Child’s Pose is a favorite calming pose, which can be done in a chair. To do this, sit back on your chair, slowly bend your upper body to rest on your thighs, rest your arms down towards the floor, and take a few deep breaths.

5. Savasana

Bet you didn’t know you can do savasana in a chair at a desk! It’s also a great option for kids in school. To do this, rest your arms and head on the desk in front of you. Take a deep breath in and sign out any tension. Remain resting quietly for several breaths.

If you are also teaching kids with special needs, see these tips to help your classes and students achieve success!

Stretching Yoga Poses

If you are looking for a great stretch for kids, try Warrior III in a chair! Most kids are already pretty flexible, so this pose adds strengthening and balance to an amazing backline stretch.  What’s more, without a chair, this is a pretty advanced pose that might be hard for many kids. The chair helps them access all aspects of this pose and feel a sense of accomplishment.

To start, step an arm’s length away from the chair.

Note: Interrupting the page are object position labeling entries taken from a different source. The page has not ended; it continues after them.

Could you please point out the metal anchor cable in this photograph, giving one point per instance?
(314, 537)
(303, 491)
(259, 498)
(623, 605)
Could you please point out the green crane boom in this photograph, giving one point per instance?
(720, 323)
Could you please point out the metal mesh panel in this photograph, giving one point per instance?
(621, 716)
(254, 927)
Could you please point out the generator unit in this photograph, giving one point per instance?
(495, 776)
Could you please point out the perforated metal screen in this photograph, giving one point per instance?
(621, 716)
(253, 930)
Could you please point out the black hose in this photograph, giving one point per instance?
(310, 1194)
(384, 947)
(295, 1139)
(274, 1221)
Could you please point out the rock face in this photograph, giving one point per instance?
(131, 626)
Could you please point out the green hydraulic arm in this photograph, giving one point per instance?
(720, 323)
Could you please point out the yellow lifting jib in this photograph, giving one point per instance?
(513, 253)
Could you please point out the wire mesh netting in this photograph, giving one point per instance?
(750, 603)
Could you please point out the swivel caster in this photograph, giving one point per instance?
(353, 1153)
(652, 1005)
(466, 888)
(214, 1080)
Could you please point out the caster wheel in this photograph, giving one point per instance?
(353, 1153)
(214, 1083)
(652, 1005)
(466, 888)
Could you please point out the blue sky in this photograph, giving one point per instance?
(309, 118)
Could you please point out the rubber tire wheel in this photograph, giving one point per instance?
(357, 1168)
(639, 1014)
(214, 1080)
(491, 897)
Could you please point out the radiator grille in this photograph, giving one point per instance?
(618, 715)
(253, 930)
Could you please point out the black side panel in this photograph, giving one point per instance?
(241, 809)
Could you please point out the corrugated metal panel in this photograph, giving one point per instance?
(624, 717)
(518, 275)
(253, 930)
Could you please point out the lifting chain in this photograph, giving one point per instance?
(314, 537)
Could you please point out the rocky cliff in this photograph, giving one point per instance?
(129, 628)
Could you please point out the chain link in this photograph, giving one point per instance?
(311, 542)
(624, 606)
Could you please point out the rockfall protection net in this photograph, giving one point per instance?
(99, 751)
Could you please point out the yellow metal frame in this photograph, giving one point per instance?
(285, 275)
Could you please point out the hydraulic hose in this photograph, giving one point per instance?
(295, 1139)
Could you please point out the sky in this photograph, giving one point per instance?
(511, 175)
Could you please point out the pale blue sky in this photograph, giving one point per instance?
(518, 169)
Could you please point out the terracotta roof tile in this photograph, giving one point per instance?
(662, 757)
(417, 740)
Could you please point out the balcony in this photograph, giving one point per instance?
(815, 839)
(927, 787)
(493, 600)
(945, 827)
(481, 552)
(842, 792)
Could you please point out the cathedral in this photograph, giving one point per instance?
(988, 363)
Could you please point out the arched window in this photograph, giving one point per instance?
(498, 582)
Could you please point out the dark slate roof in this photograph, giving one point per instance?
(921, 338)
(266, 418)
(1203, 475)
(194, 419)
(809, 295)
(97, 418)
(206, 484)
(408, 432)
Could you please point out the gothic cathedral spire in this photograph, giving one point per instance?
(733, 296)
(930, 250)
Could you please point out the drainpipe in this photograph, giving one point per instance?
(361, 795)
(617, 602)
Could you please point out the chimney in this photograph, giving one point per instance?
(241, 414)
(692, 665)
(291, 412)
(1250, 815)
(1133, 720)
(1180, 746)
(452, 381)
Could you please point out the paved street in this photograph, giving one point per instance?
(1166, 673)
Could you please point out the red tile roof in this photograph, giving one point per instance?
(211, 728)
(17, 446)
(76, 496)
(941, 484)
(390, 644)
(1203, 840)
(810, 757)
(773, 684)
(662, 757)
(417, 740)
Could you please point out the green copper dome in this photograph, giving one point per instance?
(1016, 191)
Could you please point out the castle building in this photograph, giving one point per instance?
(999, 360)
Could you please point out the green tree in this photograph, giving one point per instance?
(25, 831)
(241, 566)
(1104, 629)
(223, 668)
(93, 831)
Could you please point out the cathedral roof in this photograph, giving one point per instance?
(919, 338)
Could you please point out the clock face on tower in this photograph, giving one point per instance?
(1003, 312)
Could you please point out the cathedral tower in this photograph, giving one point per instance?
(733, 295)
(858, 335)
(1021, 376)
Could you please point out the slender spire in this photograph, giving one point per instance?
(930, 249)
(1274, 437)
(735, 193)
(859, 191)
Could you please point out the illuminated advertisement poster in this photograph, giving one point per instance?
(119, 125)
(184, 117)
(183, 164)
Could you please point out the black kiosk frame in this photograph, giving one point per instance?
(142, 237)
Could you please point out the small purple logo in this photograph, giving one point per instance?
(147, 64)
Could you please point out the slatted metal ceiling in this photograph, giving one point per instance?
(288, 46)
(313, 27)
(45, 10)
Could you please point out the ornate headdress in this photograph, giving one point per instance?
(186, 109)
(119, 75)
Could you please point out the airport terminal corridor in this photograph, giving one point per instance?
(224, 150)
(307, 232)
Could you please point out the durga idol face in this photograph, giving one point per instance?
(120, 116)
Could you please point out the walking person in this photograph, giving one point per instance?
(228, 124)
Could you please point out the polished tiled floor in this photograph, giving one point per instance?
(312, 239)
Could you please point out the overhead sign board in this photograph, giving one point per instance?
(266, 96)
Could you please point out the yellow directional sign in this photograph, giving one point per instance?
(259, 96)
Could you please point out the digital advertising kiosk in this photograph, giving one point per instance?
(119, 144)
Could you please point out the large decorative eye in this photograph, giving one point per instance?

Move one foot slightly in front of the other. Lift your back foot up so just your toes are touching the floor, and shift your weight to the front foot. With your arms straight out in front of you, hold the back of your chair. Then raise your back leg up and extend it back, flexing your foot and pushing through your heel. Lean your torso forward. Switch sides and repeat the steps.

Easy Stretches for Kids

For a fun, easy stretch for kids, try cobbler’s pose on a chair!

To start, sit in a chair. Bring your legs up on the front of the chair, with the soles of  feet together. Sit up very tall. Move your knees up and down and pretend you are a butterfly! 

Yoga Arm Stretches 

You can even teach toddlers to do chair yoga too!  Here is an easy stretch for the littlest ones:

Crescent Pose

Sit on a chair with your feet flat on the ground. Reach your arms up high overhead, with palms together. Tilt the upper body to one side, lifting the fingers up to the ceiling. Come back to the center. Repeat on the other side.

You can find more yoga poses for toddlers here.

Seated Chair Exercises 

For a fully seated stretch, try pigeon pose. This can even be done while doing homework or watching TV!  

To do this, sit tall with your feet flat on the ground. Bend your right leg and place the right ankle on the left knee. Keep sitting up very tall and stay in this position for a while. Switch sides and repeat the steps.

Chair Yoga for Beginners

As you’ve learned here, chair yoga for kids is a great way to introduce children to yoga and set them up for success. 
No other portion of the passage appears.